Foto: © Shutterstock
Een puppy in huis halen is meestal een vreugdevolle gebeurtenis, maar soms kan de impact op het leven die hiermee gepaard gaat negatieve emoties oproepen. Dit fenomeen staat bekend als de “puppyblues” en zou ongeveer de helft van de puppy-eigenaren treffen.
Recent onderzoek van de Universiteit van Helsinki toont aan dat de helft van de hondenbezitters tijdens de puppytijd van hun viervoeter kampt met angst, vermoeidheid of frustratie. Deze gevoelens lijken op de postnatale babyblues, een kortdurende stemmingsdaling. Hoewel “puppyblues” een bekend fenomeen is onder hondenbaasjes, was er tot nu toe nog geen wetenschappelijk onderzoek naar gebeurd.
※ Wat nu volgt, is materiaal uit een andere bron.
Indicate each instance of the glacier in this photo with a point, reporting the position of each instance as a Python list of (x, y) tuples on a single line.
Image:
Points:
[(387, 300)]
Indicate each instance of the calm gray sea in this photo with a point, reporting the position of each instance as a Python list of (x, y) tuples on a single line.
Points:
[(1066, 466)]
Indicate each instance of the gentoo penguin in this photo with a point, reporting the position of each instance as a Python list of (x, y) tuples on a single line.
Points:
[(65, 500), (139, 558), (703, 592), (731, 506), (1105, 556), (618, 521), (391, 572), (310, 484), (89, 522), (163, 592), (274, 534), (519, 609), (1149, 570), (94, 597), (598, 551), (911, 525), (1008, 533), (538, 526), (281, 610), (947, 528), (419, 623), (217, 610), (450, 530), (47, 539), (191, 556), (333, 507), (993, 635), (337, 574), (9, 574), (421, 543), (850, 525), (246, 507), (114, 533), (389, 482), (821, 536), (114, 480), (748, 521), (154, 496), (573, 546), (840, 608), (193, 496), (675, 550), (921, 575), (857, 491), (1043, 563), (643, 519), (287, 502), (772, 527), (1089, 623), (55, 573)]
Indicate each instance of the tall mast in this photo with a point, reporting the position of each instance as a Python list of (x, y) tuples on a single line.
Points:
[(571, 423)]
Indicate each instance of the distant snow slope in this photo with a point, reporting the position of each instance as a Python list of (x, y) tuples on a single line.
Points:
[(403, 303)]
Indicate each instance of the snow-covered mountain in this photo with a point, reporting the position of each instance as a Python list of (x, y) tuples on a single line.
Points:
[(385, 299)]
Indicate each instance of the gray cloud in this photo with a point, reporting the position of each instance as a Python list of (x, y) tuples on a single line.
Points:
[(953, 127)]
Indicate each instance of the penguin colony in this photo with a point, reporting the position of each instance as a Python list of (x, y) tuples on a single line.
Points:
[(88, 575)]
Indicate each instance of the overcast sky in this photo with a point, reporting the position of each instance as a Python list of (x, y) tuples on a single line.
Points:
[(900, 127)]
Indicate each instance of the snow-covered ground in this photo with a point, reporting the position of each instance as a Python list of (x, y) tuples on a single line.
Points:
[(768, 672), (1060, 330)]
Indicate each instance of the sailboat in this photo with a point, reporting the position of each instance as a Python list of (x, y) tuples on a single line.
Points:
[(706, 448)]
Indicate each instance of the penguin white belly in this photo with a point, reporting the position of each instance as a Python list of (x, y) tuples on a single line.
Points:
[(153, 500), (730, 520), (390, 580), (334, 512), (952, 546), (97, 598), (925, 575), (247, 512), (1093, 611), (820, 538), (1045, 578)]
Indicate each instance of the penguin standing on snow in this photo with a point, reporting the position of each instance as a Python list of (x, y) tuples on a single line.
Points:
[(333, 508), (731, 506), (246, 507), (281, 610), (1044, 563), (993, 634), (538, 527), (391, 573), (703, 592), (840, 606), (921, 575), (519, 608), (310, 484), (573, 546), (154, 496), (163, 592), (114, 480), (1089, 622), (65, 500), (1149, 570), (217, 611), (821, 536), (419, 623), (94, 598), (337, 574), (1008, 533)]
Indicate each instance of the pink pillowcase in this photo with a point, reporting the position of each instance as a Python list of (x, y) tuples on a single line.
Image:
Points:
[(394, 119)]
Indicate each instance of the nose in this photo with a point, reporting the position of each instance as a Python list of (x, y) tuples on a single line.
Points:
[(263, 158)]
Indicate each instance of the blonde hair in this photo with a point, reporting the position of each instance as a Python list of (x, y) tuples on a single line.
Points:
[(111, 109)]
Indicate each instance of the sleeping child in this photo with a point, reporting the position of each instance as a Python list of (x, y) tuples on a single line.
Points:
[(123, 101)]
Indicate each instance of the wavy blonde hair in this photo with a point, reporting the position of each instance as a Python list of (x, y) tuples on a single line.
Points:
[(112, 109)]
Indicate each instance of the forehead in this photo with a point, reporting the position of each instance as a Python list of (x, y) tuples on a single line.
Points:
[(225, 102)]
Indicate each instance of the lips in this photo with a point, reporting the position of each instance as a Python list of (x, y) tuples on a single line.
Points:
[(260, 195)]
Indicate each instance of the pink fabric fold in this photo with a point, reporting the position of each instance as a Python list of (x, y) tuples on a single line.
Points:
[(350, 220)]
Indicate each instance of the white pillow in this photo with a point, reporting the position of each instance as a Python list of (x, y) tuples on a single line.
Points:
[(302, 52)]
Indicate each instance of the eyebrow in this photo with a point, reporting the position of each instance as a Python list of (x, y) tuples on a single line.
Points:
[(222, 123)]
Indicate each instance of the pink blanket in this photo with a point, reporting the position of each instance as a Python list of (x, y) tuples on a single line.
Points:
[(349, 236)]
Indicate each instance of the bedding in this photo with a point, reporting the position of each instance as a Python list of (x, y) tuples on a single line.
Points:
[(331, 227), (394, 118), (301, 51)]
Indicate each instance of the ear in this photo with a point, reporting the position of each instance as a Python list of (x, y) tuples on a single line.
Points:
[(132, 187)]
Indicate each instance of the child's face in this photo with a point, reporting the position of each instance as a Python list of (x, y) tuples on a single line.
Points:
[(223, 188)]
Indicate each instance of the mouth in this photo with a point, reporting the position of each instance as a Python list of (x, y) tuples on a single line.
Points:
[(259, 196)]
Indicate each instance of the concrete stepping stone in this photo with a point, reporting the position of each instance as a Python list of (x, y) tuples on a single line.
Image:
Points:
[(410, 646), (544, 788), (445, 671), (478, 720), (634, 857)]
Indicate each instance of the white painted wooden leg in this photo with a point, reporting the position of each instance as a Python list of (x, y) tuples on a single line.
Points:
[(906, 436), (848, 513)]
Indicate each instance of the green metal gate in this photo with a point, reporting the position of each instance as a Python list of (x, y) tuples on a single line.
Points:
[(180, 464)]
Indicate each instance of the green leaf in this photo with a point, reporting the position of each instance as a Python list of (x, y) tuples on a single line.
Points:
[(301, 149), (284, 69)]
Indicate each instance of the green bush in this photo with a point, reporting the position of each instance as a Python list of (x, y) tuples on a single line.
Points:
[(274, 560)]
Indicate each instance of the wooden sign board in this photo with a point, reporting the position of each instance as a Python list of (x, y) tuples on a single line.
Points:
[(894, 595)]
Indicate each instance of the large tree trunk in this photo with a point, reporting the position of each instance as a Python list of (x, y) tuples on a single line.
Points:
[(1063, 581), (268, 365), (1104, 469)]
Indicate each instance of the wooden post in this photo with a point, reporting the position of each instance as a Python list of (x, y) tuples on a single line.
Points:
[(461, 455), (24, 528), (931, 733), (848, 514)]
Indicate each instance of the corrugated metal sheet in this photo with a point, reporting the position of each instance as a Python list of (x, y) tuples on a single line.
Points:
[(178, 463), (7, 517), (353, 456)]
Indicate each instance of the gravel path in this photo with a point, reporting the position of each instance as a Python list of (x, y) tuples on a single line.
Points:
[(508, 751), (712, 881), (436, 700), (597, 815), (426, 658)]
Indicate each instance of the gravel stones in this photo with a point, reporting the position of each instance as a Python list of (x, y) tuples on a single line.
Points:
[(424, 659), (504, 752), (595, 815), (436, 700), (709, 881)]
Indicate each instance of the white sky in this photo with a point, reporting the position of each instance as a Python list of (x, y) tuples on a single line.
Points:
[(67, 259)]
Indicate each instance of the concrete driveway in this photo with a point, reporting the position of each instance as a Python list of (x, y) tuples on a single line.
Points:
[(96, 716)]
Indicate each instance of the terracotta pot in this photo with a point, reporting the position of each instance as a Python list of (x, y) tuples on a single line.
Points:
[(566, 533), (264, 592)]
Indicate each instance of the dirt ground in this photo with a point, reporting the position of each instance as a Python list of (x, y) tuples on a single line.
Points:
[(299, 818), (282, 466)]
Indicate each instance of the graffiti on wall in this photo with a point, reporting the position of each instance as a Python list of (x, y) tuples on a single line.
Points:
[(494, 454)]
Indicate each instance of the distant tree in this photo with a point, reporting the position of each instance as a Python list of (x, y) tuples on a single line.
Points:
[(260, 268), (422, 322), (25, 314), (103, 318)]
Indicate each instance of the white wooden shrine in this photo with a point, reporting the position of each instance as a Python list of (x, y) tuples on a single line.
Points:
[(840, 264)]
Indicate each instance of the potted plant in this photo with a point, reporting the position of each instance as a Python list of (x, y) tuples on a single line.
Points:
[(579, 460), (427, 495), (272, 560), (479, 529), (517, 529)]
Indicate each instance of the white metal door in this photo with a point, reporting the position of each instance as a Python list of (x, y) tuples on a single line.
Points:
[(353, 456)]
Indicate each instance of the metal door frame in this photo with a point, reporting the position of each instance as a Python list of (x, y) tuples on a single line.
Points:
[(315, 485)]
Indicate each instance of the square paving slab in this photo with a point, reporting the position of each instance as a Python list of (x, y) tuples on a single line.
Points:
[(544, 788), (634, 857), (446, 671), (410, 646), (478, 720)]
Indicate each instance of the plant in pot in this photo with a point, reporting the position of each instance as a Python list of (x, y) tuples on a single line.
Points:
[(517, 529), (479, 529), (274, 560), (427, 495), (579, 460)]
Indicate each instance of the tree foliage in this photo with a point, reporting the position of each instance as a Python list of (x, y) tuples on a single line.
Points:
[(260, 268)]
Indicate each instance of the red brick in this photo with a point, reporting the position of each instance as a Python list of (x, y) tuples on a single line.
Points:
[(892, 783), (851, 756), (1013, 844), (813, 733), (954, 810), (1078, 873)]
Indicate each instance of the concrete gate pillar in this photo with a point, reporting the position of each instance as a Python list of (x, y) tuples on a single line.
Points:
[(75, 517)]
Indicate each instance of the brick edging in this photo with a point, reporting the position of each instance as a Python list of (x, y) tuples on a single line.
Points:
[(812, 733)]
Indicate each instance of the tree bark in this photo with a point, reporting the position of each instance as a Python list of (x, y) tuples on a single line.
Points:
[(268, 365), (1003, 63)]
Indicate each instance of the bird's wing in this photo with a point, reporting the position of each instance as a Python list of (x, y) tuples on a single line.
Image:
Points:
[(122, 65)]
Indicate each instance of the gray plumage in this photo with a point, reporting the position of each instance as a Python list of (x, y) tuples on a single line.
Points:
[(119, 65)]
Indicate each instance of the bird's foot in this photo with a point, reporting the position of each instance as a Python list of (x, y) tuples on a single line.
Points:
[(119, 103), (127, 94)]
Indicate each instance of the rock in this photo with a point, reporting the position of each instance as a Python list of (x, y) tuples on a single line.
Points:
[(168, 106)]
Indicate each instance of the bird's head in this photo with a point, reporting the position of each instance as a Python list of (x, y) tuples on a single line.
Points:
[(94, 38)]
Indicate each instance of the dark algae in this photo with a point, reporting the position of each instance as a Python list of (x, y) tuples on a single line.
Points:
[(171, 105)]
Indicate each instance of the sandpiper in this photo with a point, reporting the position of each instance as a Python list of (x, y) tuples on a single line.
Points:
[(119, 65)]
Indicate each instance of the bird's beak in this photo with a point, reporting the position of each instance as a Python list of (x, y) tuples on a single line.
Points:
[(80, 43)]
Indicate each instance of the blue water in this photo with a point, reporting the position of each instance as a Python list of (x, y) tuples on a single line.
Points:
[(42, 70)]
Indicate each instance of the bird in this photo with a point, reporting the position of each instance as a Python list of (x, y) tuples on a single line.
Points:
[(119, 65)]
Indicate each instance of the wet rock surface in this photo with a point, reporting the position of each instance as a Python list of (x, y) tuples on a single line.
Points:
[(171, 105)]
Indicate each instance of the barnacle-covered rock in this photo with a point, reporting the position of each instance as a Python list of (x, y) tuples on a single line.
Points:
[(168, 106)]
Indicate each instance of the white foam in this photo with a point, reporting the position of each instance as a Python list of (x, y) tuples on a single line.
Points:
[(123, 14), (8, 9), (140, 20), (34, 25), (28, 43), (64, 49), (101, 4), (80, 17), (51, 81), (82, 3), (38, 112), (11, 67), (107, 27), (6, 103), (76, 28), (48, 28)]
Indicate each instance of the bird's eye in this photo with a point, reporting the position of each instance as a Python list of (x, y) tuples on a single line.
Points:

Hondenbaasjes die last hebben van de puppyblues maken zich zorgen over het welzijn van de puppy en hun eigen tekortkomingen in de verzorging van de hond. Dat gaat gepaard met schuldgevoelens en stress. Sommige baasjes vinden het moeilijk om een emotionele band met de pup op te bouwen, wensen dat ze de puppy nooit hadden genomen en overwegen zelfs om de puppy af te staan. De constante aandacht die een pup nodig heeft, kan ook nog eens leiden tot vermoeidheid.
Een interessante bevinding van de studie is dat hoe meer tijd er verstreken was sinds de puppytijd, hoe positiever hondenbaasjes erop terugkijken. Herinneringen aan de “negatieve emoties” tijdens de puppyperiode “vervagen” dus in de loop van de tijd.